Edtstadler: "Handy wird nicht mehr wie Tatmesser behandelt"
Justizministerin Alma Zadic (Grüne) betont, dass die Ermittlungen von Polizei und Staatsanwalt weiter sichergestellt werden. APA/HANS KLAUS TECHT

Weitere Neuregelungen

Darüber hinaus sollen weitere Punkte in der Strafprozessordnung reformiert werden. Opfer erhalten die Möglichkeit, gegen eine Anzeigenrücklegung vorzugehen – sie bekommen dazu ab dem ersten Tag Akteneinsicht (ebenso Beschuldigte). Außerdem wird die Prozessbegleitung für minderjährige Zeugen von Gewalt erweitert, Bezirksgerichte und Gerichtshöfe erster Instanz erhalten künftig Spezialzuständigkeiten für Verfahren wegen häuslicher Gewalt.

Bei Einbringung eines Antrags auf Einstellungen soll es durch den Wegfall von Fristen zu Vereinfachungen kommen. Außerdem sollen Staatsanwaltschaften durch die Vereinfachung der Regeln zur Einleitung von Ermittlungsverfahren entlastet werden. Um Verfahrensdauern zu verkürzen, sollen Ermittlungsverfahren nach zwei Jahren auf Antrag des Beschuldigten von einem Gericht überprüft werden können – bisher war dies erst nach drei Jahren verpflichtend.

Oberlandesgerichte werden wiederum verpflichtet, letztinstanzliche, rechtskräftige Entscheidungen zu veröffentlichen.

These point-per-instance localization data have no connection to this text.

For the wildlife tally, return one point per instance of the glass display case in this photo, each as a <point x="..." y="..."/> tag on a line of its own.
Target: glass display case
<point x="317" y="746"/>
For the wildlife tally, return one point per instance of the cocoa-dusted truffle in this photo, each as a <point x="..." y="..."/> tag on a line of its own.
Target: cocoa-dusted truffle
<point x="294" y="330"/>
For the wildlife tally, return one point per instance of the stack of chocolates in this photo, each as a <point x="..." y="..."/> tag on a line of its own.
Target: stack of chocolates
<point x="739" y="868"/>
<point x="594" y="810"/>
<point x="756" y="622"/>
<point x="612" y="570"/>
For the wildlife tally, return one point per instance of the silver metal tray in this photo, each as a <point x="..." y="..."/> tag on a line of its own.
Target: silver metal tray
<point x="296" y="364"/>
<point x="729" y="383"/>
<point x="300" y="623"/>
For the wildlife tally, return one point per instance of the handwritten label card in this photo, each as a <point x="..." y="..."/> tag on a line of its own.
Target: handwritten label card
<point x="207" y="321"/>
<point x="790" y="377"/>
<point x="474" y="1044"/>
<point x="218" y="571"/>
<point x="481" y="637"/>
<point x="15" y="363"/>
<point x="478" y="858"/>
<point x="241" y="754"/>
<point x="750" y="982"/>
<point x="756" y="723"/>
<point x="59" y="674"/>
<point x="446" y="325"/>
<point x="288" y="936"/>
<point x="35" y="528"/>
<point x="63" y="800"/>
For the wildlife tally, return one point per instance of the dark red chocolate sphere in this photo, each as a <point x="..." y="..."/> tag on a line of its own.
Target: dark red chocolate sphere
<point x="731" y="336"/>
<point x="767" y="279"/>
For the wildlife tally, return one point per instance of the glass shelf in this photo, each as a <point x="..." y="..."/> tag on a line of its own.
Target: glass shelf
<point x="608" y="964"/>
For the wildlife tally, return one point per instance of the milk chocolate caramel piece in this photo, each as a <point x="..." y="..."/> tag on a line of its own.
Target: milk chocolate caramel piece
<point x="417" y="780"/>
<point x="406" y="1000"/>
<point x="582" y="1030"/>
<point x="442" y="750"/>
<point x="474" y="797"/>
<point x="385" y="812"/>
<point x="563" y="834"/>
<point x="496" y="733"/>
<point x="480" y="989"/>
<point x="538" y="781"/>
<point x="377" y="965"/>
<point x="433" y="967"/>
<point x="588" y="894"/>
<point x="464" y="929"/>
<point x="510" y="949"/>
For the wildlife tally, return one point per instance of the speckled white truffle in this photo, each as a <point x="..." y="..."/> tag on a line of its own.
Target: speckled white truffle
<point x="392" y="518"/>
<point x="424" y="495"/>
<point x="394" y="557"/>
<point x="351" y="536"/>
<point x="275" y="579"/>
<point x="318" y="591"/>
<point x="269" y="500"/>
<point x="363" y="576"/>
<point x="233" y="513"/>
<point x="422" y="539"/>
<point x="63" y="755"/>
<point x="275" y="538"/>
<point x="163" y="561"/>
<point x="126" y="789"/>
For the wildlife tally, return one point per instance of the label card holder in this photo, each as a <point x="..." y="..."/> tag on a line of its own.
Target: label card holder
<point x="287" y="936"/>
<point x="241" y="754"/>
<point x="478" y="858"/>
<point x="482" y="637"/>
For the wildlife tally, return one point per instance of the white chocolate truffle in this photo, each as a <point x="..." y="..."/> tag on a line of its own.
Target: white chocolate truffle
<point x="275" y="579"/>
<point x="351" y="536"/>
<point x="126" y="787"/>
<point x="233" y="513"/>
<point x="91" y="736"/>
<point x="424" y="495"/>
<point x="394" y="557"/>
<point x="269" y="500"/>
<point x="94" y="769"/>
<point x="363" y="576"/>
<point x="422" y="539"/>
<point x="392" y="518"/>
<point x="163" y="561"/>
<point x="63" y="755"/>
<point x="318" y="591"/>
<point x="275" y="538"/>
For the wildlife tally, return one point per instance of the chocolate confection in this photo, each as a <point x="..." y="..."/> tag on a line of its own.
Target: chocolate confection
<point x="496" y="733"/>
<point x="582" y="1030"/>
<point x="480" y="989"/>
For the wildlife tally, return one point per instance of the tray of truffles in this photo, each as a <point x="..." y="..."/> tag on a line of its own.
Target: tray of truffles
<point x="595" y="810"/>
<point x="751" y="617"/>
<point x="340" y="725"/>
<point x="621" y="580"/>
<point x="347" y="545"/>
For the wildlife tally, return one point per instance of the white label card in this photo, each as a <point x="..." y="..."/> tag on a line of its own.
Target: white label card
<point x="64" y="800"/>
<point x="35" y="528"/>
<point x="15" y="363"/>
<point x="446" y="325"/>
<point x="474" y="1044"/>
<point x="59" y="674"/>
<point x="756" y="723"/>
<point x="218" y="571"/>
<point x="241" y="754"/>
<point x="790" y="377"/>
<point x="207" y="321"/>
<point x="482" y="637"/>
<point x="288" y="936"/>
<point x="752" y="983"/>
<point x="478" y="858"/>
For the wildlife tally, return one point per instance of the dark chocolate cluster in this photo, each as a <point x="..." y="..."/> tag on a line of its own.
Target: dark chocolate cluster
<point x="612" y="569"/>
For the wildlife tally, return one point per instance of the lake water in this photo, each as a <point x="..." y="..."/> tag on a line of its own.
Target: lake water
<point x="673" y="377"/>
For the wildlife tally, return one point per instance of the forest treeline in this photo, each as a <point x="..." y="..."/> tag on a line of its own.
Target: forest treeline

Die Neuregelungen sind für Zadic “die größte Justiz-Reform der letzten 20 Jahre”. Damit sorge man dafür, “dass die österreichische Justiz auch für die Herausforderungen der nächsten 20 Jahren gewappnet bleibt und stärken weiter das ungebrochen hohe Vertrauen der Bevölkerung in die Justiz”.